自衛隊で何を学ぶか

元脱サラ自衛官の気づき

芸は身を助く

 
 今年度入隊した新隊員は、後期教育の終盤に差し掛かってきた頃でしょうか。後期教育は前期とは違って、職種によってその内容が大きく異なります。普通科では実践的な戦闘訓練を行うために前期教育以上の体力が求められるでしょうし、反対に後方支援系の職種では座学による専門知識の習得が求められます。職種選択に先立って行われる適性検査では、自分がどの分野に向いているかがざっくりと判定されるのですが、適正とやりたいことが一致するとは限りません。それでも前期教育が終われば、新隊員は全員、何かしらの職種を選択し、その職種で自衛隊生活を送らなければならないのです。
 

私の後期教育

 
 後期教育の実際は前期教育以上に「人による」と言えるでしょう。なぜなら職種ごとに教育内容が全く異なることに加え、本人の適正の有無が、教育を楽しいものにも辛いものにもしてしまうからです。私は後方支援系を希望し、適正有りと判断されたことから希望が通りました。そこは陸上自衛隊では数少ない「首から上」を主に使う職種でした。
 
 座学で大半の時間が占められた私の後期教育は、前期では味わえなかった優越感に浸ることが出来ました。教育中の成績は常にトップで、合格基準も早々にクリア。後期教育の生活にもどこか余裕が生まれ、苦手としていた体力錬成にも積極的に取り組むことができ、自分でも驚くほど記録が伸びました。
 
 一方で後期教育の終盤に差し掛かっても基準をクリアできない隊員もいました。本人にしてみれば、出来ないことを毎日やらされ、地獄のような日々だったでしょう。
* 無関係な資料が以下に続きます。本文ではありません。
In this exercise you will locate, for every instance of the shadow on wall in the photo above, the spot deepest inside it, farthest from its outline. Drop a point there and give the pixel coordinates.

その彼は連日連夜補習を受け、営内では泣きながら親に電話していることもありました。それでもやらなければならないのが自衛隊の辛いところですが、裏を返せば「それだけ」をやれば飯を食っていけるのが自衛隊です。自衛隊では自らが希望しない限り職種が変わることは稀で、定年まで同じ職種を勤め上げます。途中で転属や事務方への異動はあるものの、原隊と呼ばれる教育後最初に配属された部隊でほとんどの時間を過ごすことになります。
 
 
 これは後期教育修了後に聞いた話ですが、特技を教える側の教官も大変なプレッシャーと不安を感じていたようです。教官は部隊から臨時で派遣されており、大抵は自らの教え子を派遣元の部隊に送り込むことになります。もしも自分の教え子の練度が低く、部隊が求める水準に達していなかったら…。そんなプレッシャーがあったからこそ、連日の補修が行われたのでしょう。
 

もし特技に自信がなかったら

  
 後期教育の内容についていけない、あるいはやっていて全然面白くない。そんな新隊員はきっと部隊へ配属されるのが怖いはずです。なぜなら教官からは部隊の恐ろしさを嫌というほど聞かされているでしょうし、何より部隊にはその職種で何年何十年と食ってきた人たちが待ち構えているからです。
 
 
 そんな新隊員に私から何か言葉を送るとすれば、新隊員の優秀さは特技の練度では決まらない、ということです。もちろん特技が素晴らしいことに越したことはありませんが、以下にあげられるようなことも、立派な特技だと思うのです。
 
 
笑いのセンスが抜群で、先輩隊員から可愛がられる
特技はダメでも、首から下なら誰にも負けない
特技も体力もダメだが、とにかく素直で気が利く
紹介できる女の子をたくさん知っている
 
 
 最後のは冗談だとしても、新隊員に求められるのはいかに早く部隊に溶け込むかです。たとえ同期の中で成績がトップで優秀だと評価されていても、それは「新隊員としては」という条件つきです。部隊に着隊することは、本当の意味で自衛官になることです。異なる価値観、不慣れな環境、理不尽な命令。それらに適応できるかが問われているのです。
 
 
 ほとんどの新隊員にとっては、自衛隊の部隊が初めての「職場」になるかと思います。最初は部隊に違和感を感じるかもしれませんが、自分と似たような先輩がいるはずですので、よく観察してみることをお勧めします。自衛隊で生き残る「知恵」を学びとることができるしょう。